> Average teacher pay: $75,006 (the highest)
> Student-teacher ratio: 24 to 1 (10th lowest)
> New teachers expected to qualify for a pension: 12.0% (the lowest)
> High school graduation rate: 88.3% (12th highest)
No state has better-paid teachers than Massachusetts, where the typical public school teacher earns $75,006 annually. This figure is the highest in the nation even after adjusting for the state’s relatively high cost of living. The relatively low student to teacher ratio in the state and the strong teacher quality assessments contribute to Massachusetts’ rank as one of the best states to be a teacher.
The state, however, could do much better in supporting its teachers with benefits like secure pension plans. Based on a recent study of the state’s pension system, idiosyncratic and hidden conditions in the pension formula result in 74% of state educators taking a loss when they receive their pension distributions. The 12% of new teachers expected to stay in the profession long enough to even receive a pension is the lowest in the nation and exceptionally poor compared to the other best states to be a teacher.
> Average teacher pay: $70,094 (6th highest)
> Student-teacher ratio: 23 to 1 (6th lowest)
> New teachers expected to qualify for a pension: 55.0% (15th highest)
> High school graduation rate: 87.9% (15th highest)
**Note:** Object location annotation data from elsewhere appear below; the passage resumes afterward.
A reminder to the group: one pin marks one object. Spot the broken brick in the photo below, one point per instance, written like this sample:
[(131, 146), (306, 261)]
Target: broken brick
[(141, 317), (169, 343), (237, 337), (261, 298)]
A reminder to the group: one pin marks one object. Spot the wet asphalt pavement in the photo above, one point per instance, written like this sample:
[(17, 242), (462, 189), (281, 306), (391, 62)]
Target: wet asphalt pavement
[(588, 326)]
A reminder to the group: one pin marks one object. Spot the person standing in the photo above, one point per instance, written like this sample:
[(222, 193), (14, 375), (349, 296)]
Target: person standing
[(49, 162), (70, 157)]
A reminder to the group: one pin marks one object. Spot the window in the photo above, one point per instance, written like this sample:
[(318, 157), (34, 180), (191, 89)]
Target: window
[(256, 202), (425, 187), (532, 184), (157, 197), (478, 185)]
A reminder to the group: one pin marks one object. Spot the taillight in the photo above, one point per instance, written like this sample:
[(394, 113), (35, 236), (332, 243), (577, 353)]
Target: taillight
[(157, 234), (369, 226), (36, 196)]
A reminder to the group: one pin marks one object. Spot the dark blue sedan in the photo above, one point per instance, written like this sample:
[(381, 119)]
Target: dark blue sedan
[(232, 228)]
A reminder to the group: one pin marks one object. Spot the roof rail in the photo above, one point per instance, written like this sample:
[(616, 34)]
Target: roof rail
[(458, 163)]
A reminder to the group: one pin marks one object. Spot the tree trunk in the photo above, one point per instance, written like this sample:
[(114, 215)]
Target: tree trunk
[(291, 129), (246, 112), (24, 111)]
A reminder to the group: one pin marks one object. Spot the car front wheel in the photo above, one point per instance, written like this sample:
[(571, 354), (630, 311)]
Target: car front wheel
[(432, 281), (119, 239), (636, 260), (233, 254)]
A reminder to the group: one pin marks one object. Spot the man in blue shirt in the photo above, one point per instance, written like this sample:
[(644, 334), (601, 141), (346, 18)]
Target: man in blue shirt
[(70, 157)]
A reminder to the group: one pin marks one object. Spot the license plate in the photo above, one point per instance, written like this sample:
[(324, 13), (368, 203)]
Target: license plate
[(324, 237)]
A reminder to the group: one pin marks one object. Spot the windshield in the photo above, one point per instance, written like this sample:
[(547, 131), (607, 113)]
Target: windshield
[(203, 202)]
Teachers in Connecticut are among the best paid and have some of the smallest class sizes. Additionally, the requirements to collect full retirement benefits are favorable enough to incentivize about 55% of teachers to keep teaching until they qualify for a pension, among the highest shares in the country. The typical annual benefit for new retirees is about $53,500, the second highest of all states.
Some of the strengths in the state’s teaching quality policies that the National Council on Teacher Quality has identified include requiring that all teacher evaluations include observations and that all tenure decisions are made based on evidence of teacher effectiveness.
3. New Jersey
> Average teacher pay: $64,337 (15th highest)
> Student-teacher ratio: 21 to 1 (2nd lowest)
> New teachers expected to qualify for a pension: 56.0% (12th highest)
> High school graduation rate: 90.5% (2nd highest)
Teachers’ average annual pay in New Jersey is higher than the national teachers’ pay of about $63,000, adjusted to cost of living. But the very low student to teacher ratio and the relatively high share of new teachers who are expected to stay in the profession long enough to retire and collect benefits bumps its rank among the states where it’s best to be an educator.
Some of New Jersey’s trengths that make teachers working environment better, according to the National Council on Teacher Quality, include connecting graduates’ growth to their teacher preparation programs, supporting teacher leadership opportunities, and requiring tenure decision to be connected to teacher effectiveness.
2. New York
> Average teacher pay: $72,643 (2nd highest)
> Student-teacher ratio: 23 to 1 (8th lowest)
> New teachers expected to qualify for a pension: 40.0% (21st lowest)
> High school graduation rate: 81.8% (12th lowest)
With a cost of living adjusted average teacher pay of $72,643 a year, New York public school teachers are paid better than teachers in every state except for Massachusetts. New York’s public school teachers and students alike benefit from manageable classroom sizes, which tend to improve working conditions and support academic achievement. On average, there are 23 students for every teacher in the state, the eighth best ratio compared to all states.
The percentage of new teachers expected to stay in the profession long enough to qualify for a pension, at just 40%, is one of the lower percentages in the nation. However, the teachers who do retire eligible for a pension benefit are better off than those in other states. The median benefit for newly retired teachers in New York is $51,360 annually, second in the nation after Illinois.
1. Rhode Island
> Average teacher pay: $72,058 (3rd highest)
> Student-teacher ratio: 24 to 1 (13th lowest)
> New teachers expected to qualify for a pension: 59.0% (7th highest)
> High school graduation rate: 84.1% (22nd lowest)
Rhode Island is the best state for public school teachers. While the National Council on Teacher Quality graded the state well overall for teacher quality, it gave an F to Rhode Island for teacher compensation structures known to support better academic achievement and teacher working conditions. Policies such as those providing incentives for teachers to work in needy school districts, and programs rewarding effectiveness and prior experience are completely absent in the state. Still, those in the teaching profession are paid well, with an average annual salary of $72,058.
Rhode Island public school teachers also benefit from relatively small classroom sizes, and they are supported by one of the nation’s more coherent and generous retirement systems. Unlike most states, a majority of new teachers in Rhode Island will likely remain in the profession long enough to qualify for a pension benefit.